Hi, I’m Gretchen.
(And if you want to get in touch, please feel free to email me directly at gretchen@threebigbites.com !)
I’m a fifth-generation Berkeley native, an avid lover of food in general and excellent pizza in particular, and a passionate traveler.
My husband Gustavo (who hails from Brazil) and I currently need to travel full-time. (It’s a long story.)
Most of our choices on which countries to visit are driven by food! So for the past two years, we’ve been on the go—and eating everywhere and everything!
We’ve been fortunate enough to eat everywhere from questionably sanitary street food stalls to some of the world’s top restaurants. The flavors throughout have been complex and often breathtaking.

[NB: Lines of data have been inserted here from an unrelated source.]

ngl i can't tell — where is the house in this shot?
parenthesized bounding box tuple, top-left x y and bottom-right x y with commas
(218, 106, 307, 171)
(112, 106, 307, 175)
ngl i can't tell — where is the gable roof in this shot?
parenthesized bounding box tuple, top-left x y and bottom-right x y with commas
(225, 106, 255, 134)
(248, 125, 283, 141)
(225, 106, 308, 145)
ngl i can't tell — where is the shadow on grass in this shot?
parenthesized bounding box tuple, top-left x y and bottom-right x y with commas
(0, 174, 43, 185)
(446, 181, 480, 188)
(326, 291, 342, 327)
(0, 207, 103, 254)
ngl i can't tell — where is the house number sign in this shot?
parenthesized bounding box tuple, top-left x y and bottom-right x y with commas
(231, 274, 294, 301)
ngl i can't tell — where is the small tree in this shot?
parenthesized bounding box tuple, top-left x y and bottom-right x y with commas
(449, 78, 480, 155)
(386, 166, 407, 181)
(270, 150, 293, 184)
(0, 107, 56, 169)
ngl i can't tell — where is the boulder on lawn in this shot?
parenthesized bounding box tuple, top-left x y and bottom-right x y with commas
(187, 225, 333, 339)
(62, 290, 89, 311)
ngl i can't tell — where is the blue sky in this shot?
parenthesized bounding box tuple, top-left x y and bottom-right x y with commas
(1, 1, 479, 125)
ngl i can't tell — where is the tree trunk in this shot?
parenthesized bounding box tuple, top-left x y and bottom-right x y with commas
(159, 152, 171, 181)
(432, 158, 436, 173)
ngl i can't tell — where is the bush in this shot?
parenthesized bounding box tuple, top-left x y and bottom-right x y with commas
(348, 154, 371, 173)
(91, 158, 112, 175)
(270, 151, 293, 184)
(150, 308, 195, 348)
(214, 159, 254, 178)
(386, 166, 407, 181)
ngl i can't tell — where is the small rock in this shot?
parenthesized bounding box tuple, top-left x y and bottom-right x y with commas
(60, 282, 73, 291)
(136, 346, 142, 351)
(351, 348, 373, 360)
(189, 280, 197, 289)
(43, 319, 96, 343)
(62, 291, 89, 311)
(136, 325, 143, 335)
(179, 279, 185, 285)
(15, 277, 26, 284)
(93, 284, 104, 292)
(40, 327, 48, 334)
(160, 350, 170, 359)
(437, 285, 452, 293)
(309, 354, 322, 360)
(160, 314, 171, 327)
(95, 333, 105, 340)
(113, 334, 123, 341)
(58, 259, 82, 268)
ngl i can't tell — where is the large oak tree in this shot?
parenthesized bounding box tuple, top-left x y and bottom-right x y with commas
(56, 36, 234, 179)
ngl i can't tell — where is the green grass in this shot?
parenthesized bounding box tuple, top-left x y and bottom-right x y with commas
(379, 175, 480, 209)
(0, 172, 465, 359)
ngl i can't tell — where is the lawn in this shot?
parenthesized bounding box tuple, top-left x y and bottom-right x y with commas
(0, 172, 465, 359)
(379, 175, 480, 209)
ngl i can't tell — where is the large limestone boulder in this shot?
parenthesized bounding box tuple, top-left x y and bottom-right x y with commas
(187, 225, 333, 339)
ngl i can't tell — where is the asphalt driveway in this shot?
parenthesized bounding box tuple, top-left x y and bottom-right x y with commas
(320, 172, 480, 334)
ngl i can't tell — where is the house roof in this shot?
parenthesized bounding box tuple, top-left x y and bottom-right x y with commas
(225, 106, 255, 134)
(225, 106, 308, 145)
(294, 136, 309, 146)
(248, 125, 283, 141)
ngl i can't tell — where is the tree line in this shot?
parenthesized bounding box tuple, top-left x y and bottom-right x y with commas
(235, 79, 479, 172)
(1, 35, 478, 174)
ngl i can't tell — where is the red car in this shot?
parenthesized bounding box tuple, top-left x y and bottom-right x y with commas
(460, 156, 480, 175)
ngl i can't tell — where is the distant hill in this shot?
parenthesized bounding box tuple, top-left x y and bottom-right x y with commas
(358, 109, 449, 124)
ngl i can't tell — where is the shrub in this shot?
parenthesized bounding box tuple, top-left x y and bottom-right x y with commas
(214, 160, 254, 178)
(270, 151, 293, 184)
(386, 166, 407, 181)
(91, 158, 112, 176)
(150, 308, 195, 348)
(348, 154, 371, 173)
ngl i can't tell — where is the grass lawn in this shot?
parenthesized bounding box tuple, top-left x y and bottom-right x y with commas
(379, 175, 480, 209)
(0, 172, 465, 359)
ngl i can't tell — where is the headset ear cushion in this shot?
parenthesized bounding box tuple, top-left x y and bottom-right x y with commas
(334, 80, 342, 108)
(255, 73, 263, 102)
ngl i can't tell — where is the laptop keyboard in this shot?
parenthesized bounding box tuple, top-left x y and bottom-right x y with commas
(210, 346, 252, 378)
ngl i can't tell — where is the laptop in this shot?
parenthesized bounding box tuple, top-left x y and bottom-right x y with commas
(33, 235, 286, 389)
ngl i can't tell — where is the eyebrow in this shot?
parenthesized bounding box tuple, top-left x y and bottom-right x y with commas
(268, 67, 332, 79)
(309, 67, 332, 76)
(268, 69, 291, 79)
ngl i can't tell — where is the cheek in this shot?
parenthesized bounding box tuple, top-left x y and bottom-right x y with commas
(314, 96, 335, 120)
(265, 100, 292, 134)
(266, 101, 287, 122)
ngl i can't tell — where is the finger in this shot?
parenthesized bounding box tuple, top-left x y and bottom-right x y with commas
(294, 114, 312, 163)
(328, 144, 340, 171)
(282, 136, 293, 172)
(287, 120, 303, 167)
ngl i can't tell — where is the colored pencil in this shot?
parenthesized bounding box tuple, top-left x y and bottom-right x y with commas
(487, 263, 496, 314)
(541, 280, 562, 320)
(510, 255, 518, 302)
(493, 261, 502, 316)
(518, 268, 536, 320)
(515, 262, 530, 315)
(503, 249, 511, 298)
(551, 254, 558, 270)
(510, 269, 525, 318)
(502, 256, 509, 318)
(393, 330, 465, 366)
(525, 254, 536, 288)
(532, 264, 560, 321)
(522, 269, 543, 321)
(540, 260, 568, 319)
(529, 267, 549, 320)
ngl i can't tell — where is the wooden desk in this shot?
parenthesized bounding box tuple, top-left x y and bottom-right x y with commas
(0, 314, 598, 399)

Sometimes they tie into what I’m used to after having grown up in the multicultural melting pot that is California.
Sometimes, they’re completely new.
I want to bring you both of those in this blog. My roots in California cuisine, and the flavors of my experiences across the world.
Why “Three Big Bites”?
My second food memory (more on the first another time) features my toddler self whining about not wanting to eat something or other.

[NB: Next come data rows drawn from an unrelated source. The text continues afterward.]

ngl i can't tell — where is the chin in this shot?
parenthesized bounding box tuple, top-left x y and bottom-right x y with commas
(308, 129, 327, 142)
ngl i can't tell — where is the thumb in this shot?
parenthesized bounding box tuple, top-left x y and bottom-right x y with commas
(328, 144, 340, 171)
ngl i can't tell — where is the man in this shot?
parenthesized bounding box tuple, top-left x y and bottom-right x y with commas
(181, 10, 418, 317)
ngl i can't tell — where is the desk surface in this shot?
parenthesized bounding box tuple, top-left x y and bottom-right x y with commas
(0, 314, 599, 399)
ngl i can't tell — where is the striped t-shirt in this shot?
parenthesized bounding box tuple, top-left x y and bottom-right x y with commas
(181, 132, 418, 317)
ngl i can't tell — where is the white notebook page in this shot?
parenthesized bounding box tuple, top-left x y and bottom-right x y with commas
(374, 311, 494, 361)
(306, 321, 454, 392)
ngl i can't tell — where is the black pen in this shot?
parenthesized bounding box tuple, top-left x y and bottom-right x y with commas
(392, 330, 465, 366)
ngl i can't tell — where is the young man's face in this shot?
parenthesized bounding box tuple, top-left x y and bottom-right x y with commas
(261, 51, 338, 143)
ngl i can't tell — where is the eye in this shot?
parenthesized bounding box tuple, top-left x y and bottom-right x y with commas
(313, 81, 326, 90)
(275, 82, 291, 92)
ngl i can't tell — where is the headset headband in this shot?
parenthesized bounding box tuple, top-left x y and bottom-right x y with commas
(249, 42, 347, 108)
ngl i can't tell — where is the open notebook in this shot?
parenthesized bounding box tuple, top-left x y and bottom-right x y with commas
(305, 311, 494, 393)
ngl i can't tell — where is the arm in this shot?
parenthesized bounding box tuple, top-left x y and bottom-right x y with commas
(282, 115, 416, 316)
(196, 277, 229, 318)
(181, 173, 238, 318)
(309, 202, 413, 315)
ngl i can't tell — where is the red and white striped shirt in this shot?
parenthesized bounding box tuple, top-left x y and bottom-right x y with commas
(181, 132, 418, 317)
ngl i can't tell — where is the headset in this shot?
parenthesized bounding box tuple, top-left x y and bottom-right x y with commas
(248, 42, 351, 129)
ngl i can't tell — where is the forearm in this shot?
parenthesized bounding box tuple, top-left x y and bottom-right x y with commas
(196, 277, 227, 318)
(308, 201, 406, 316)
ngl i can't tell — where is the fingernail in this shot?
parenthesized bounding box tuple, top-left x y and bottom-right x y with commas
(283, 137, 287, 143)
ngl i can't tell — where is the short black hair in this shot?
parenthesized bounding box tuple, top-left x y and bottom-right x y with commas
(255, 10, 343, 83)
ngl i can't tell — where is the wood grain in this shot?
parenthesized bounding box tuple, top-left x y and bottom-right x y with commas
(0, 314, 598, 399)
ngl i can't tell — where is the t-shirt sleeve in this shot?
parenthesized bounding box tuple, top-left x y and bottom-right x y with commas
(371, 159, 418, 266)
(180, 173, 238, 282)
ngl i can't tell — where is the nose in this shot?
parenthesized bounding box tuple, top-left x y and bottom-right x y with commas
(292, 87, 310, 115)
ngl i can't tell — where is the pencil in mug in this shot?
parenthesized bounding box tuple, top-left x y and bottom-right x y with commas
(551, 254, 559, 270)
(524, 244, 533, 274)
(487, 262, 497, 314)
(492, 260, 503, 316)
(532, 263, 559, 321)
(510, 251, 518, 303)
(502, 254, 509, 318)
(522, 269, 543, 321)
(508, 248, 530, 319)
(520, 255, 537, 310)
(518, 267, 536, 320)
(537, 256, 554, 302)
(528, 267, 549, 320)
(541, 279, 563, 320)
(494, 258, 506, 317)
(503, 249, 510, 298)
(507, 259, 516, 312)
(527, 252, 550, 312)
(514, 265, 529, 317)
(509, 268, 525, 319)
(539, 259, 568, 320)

My dad told me — probably not for the first time, and definitely not for the last — that I wasn’t allowed to say I didn’t like a food until I had taken three big bites of it.
The philosophy of taking Three Big Bites worked well in discouraging me from being a picky eater. The short list of things I ended up hating after that included avocados, mushrooms, lima beans, and liver.
Fortunately, with age comes some wisdom, and avocados and mushrooms are now among my favorite foods. (Liver and lima beans are still definitely terrible, though.)
A sunrise walk through the Sahara.
A Word on “Authenticity”
Before we dig in, an important word on “authenticity.” It’s among my top priorities to respect and honor the culinary traditions we’ve experienced, but what you’ll find here will never be “authentic.” I’ll never be a Moroccan grandmother cooking a family recipe in a terra cotta tagine on a rooftop in Marrakesh, or a Bengali woman fearlessly slicing vegetables on the floor with her boti, or a Guatemalan street vendor clapping out perfectly round blue corn tortillas in a precise rhythm, her hands deftly dancing to the beat they’re creating.
When you go behind the question of “authenticity,” too, you find so often that food is a mixture of influences anyway, and authenticity is nowhere near as black and white as the people who throw the term around would like to think. While respecting culinary cultures is one thing, striving for unachievable “authenticity” seems beside the point to me. World flavors are woven throughout my food, but with my own spin on them.